Mumbai's Chhatrapati Shivaji International Airport has now employed an innovative method to cut down on the usage of water in its washrooms and for the cleaning of floors, reportedly saving over one lakh litres of water every day.
The authorities have introduced the concept of using ammonia-feeding bacteria in the urinals, which converts the ammonia generated out of uric acid accumulation into nitrogen as soon as the toilet is used. The management claims that a distinguished mixture of microbes is being employed across the entire 1,400 acres that make up Terminal 2.
Chhatrapati Shivaji International Airport is the first to make use of this environment-friendly phenomenon. The airport officials have completely disconnected the auto sensors that were connected to the flushes, replacing them with a green mixture comprising several organic enzymes and bacteria. Contrary to the conventional methods of using manpower to do the tedious job of cleaning all the floors from time to time, the bacteria works round the clock.
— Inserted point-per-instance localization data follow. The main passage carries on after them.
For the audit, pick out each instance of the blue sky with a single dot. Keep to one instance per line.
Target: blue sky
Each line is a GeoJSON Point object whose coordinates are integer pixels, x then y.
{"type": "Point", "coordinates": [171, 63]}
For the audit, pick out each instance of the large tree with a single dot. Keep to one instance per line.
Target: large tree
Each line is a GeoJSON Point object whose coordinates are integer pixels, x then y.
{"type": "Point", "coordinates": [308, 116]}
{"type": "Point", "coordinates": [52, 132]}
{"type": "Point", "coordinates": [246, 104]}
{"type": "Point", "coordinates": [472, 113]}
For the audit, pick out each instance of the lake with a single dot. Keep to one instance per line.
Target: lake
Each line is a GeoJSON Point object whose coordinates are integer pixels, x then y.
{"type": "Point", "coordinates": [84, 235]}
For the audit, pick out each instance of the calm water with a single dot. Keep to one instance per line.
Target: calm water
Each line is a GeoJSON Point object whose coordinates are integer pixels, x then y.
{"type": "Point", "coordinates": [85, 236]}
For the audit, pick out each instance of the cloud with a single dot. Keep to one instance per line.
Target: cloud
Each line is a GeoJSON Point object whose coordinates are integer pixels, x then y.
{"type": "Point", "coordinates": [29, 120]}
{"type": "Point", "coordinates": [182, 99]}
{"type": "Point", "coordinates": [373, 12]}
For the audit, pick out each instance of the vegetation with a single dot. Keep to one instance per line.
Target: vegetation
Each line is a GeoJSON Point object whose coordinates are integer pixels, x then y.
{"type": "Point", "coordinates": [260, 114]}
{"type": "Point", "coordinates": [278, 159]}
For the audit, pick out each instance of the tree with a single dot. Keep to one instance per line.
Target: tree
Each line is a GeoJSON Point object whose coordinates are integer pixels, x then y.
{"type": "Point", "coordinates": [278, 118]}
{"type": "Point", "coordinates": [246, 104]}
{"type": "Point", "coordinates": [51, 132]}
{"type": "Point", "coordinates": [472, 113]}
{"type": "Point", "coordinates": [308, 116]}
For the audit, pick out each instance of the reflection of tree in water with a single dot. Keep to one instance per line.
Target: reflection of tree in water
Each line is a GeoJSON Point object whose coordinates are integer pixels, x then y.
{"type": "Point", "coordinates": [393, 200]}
An official from Mumbai International Airport Private Limited (MIAL), in a chat with Times of India, said
We started working on the project last July. Our prime concern was whether the green chemicals would be effective given the scale of the job at hand and the large number of passengers that the airport handles. We found that the urinals and commodes aren't used the way they are supposed to be. It leaves them dirty and frequent cleaning wasn't the solution.
The Indian Green Building Certification (IGBC) certified the Mumbai airport with an exclusive platinum rating on account of the work done by the management.